I would like all the face embeddings that are in the document to be indexed.
Hi @spullara
I think https://forum.opensearch.org/t/getting-0-search-results-for-a-knn-query-and-score-0-results-from-script/9062/1 got deleted.
Could you repose?
That one I figured out was an error on my part.
It is possible to have multiple knn_vector fields in a single document, but not an array of knn_vectors in a single field.
yes, until now (the latest version 2.18), we cannot ingest knn_vector type document in multi-fields.

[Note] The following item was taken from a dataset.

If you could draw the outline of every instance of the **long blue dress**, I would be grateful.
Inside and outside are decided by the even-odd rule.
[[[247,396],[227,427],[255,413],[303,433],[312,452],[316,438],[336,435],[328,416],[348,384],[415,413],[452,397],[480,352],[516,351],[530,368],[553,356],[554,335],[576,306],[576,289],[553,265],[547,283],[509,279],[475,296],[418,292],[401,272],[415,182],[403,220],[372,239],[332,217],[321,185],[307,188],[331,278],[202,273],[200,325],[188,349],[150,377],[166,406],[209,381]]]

for example, we are able to set index template like the below:
"TITLE_VECTOR_768": {
"method": {
"engine": "faiss",
"space_type": "l2",
"name": "hnsw",
"parameters": {
"ef_construction": 128,
"m": 24
}
},
"fields": {
"compression_32x": {
"method": {
"engine": "faiss",
"space_type": "l2",
"name": "hnsw",
"parameters": {
"ef_construction": 128,
"m": 24
}
},
"type": "knn_vector",
"dimension": 768
}
},
"dimension": 768,
"type": "knn_vector"
},
but in the phase of indexing, it failed:
"type": "mapper_parsing_exception",
"reason": "failed to parse field [TITLE_VECTOR_768.compression_32x] of type [knn_vector] in document with id '4416856'. Preview of field's value: 'null'",
"caused_by": {
"type": "illegal_argument_exception",
"reason": "Vector dimension mismatch. Expected: 768, Given: 0"
}
If you use ingest pipeline with text_embedding processors like:
"processors": [
{
"text_embedding": {
"model_id": "zjQEJJMByqw6QjR9eFPm",
"field_map": {
"DETAIL": "DETAIL_VECTOR_768",
"TITLE": "TITLE_VECTOR_768"
}
}
},
{
"text_embedding": {
"model_id": "zjQEJJMByqw6QjR9eFPm",
"field_map": {
"DETAIL": "DETAIL_VECTOR_768.compression_32x",
"TITLE": "TITLE_VECTOR_768.compression_32x"
}
}
},
it also failed:
"root_cause": [
{
"type": "class_cast_exception",
"reason": "class_cast_exception: class java.lang.Float cannot be cast to class java.util.Map (java.lang.Float and java.util.Map are in module java.base of loader 'bootstrap')"
}
],
"type": "class_cast_exception",
"reason": "class_cast_exception: class java.lang.Float cannot be cast to class java.util.Map (java.lang.Float and java.util.Map are in module java.base of loader 'bootstrap')"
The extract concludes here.